ここに来てから疑問は尽きないが今はこの勝利を喜ぼうそうシブキは、思ってイグニスの下へ歩いていく。
しかし
「ずいぶんと喜んでるなぁ。俺は今、痛くて痛くて悲しいのによぉ!!」
倒したはずのトルボは、起き上がってきた。
「今のはマジで焦ったし痛かったぜまさか俺の韋駄天を超えるスピードがこの世にあるなんてなぁ!だが別にぶっ倒れるほどの強さでもなかったなあ!お礼に今ならこの治療費を奴隷として働かせた初任給を全額払うことで勘弁してやる!!!」
舐めらた上に思わぬダメージを喰らったドルボは、怒りが最高点に達していた。全員の手足の骨をバキバキにしないと収まらないほどに。

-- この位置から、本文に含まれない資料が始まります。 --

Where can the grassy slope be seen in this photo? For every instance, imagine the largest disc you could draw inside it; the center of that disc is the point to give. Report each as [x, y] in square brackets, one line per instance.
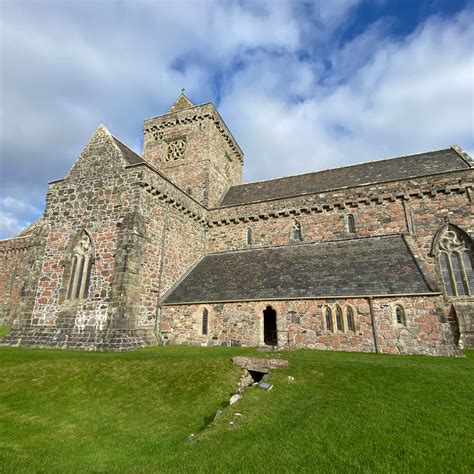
[105, 412]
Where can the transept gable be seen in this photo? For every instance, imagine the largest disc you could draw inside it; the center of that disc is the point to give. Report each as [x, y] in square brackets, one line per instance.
[103, 155]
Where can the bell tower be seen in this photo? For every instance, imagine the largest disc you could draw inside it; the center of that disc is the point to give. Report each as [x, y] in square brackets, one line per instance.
[193, 147]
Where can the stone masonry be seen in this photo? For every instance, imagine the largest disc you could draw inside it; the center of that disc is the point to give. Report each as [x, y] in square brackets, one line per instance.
[172, 248]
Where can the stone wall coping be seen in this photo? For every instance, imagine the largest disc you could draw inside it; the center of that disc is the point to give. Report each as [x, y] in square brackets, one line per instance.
[212, 114]
[338, 203]
[165, 178]
[252, 363]
[304, 298]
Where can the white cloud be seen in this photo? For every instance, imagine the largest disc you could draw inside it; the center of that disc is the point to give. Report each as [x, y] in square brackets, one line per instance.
[10, 224]
[407, 96]
[67, 66]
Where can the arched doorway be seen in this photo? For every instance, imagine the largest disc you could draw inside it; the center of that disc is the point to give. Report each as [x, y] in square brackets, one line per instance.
[270, 335]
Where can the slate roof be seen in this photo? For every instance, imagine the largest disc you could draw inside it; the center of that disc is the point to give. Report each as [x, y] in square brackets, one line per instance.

シブキは、その場でへたり込んだ。もうだめだあれだけやってもだめなら自分は、絶対に勝てないと絶望した。
「さっきの槍もう一回投げれる?」
イグニスは、シブキの槍のに触れる。
「ああ、投げれるぞ。でも、いやそうか!」
イグニスの顔を見てシブキの恐怖と絶望は吹き飛ぶ。
「さあ、てめぇらの身体で支払ってもらうぞおおおおおお!!!!」
イグニスはシブキのグングニルを血で覆うそして二人は、槍で弓を引く。
「穿って、勝ち取れ、勝利の神弓!!」
「なるほど、あの槍に弓の威力を上乗せしたか。だがなぁ、俺に命中する前にテメェらを半殺しにすりゃあテメェのやりも去勢した犬みてぇに大人しくなるだろ!」
「あめぇんだよ!クソガキが!!!」
トルボは、向かってきた槍を高速で躱しそのままの勢いで2人に向かをうとする。だが、飛んできた槍は、無数に増えトルボを取り囲み、一斉に命中した。
「馬鹿なああああああああ!!!!!」
辺りを吹っ飛ばすほどの衝撃で今度こそトルボを倒すことができた。
「ふー。」
「へへっ。」
「大勝利!」
2人は拳を合わしようやく勝利を手にした。
ようやく書きたかったところまで描けるようになりました。
これから頑張っていきたいです。